GeoPython2019

Automating the definition and optimization of census sampling areas
2019-06-25, 17:00–17:30, Room 1

Traditionally, census sampling area definition is done by manually digitising small geographic units on high-resolution satellite imagery or by physically walking the boundaries of sample areas; methods which are highly time, cost and labour intensive. This presentation focuses on a method implemented in Python to automate the definition and optimization of census sampling areas using digitized natural and man-made geographic features and high-resolution gridded population estimates.

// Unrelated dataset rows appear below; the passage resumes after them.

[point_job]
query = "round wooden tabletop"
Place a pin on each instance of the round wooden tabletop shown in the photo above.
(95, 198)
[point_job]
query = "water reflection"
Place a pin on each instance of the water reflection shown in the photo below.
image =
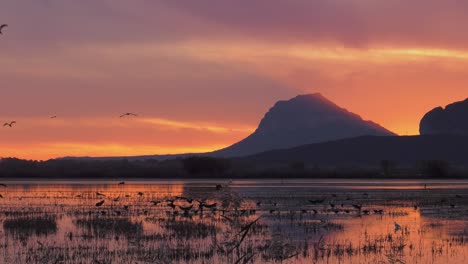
(244, 222)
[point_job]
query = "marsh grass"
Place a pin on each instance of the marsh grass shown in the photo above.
(26, 226)
(104, 227)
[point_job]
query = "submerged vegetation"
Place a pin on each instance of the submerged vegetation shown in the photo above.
(209, 167)
(221, 222)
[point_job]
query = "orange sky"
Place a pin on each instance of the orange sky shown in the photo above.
(201, 76)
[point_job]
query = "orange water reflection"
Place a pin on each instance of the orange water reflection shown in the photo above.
(297, 222)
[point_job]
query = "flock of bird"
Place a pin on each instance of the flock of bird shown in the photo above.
(188, 207)
(11, 123)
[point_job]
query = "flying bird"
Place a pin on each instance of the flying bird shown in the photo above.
(128, 114)
(9, 124)
(2, 27)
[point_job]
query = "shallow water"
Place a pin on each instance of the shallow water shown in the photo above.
(265, 221)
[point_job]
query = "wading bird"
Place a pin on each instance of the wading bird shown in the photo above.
(316, 201)
(9, 124)
(397, 226)
(155, 202)
(3, 27)
(128, 114)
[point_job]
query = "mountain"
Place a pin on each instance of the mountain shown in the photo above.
(370, 151)
(449, 121)
(304, 119)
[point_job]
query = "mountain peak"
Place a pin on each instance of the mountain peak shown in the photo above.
(304, 119)
(448, 120)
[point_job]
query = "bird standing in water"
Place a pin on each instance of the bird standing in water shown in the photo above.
(2, 27)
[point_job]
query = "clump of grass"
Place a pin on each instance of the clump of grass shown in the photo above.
(28, 226)
(189, 230)
(105, 226)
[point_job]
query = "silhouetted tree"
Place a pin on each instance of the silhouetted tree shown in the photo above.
(205, 165)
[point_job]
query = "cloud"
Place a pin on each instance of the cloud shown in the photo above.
(352, 23)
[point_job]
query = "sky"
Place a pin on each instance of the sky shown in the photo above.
(201, 74)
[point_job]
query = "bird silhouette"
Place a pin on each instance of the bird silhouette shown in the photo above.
(397, 226)
(2, 27)
(9, 124)
(128, 114)
(155, 202)
(319, 201)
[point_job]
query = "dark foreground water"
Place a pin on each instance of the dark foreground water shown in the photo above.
(265, 221)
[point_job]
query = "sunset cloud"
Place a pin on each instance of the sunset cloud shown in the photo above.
(202, 74)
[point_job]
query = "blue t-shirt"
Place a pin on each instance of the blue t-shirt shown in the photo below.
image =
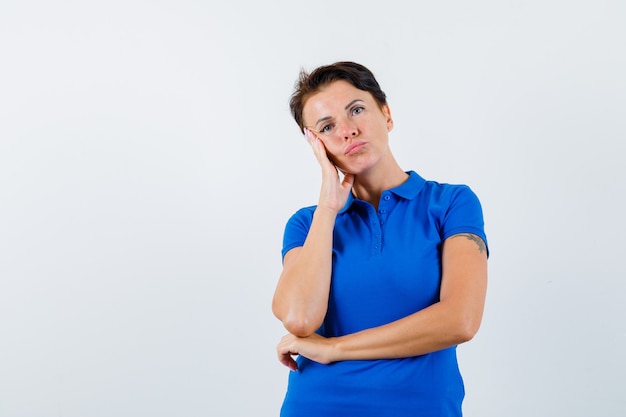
(386, 265)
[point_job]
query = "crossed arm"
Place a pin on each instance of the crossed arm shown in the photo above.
(453, 320)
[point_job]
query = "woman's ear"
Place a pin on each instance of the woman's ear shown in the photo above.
(389, 119)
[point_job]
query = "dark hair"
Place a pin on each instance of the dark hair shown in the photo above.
(309, 84)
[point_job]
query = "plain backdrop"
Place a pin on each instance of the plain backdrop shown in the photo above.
(148, 164)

Creating and updating census enumeration areas (EAs) is one of the most challenging, but essential, tasks in the preparation of a national census. Traditionally, this is done by manually digitising small geographic units on high-resolution satellite imagery or by physically walking the boundaries of EAs; techniques that are highly time, cost and labour intensive. In addition, the task of creating EAs requires taking into account population and area size within each unit, whilst ensuring a human can easily identify the boundaries of a unit on the ground when they are collecting data. This is an optimisation problem that can best be solved by a computer. To respond to this challenge we have developed an automatic technique to define census EAs and national population sampling frames, which can be customized by governments to meet their data collection criteria. This technique is based on high-resolution gridded population and settlement datasets and uses publicly available natural, man-made and administrative boundaries, alongside geospatial processing techniques and graph theory implementations. The result is a national sampling frame, with a whole country divided up into regions that follow geographic features on the ground and meet the government’s sampling criteria.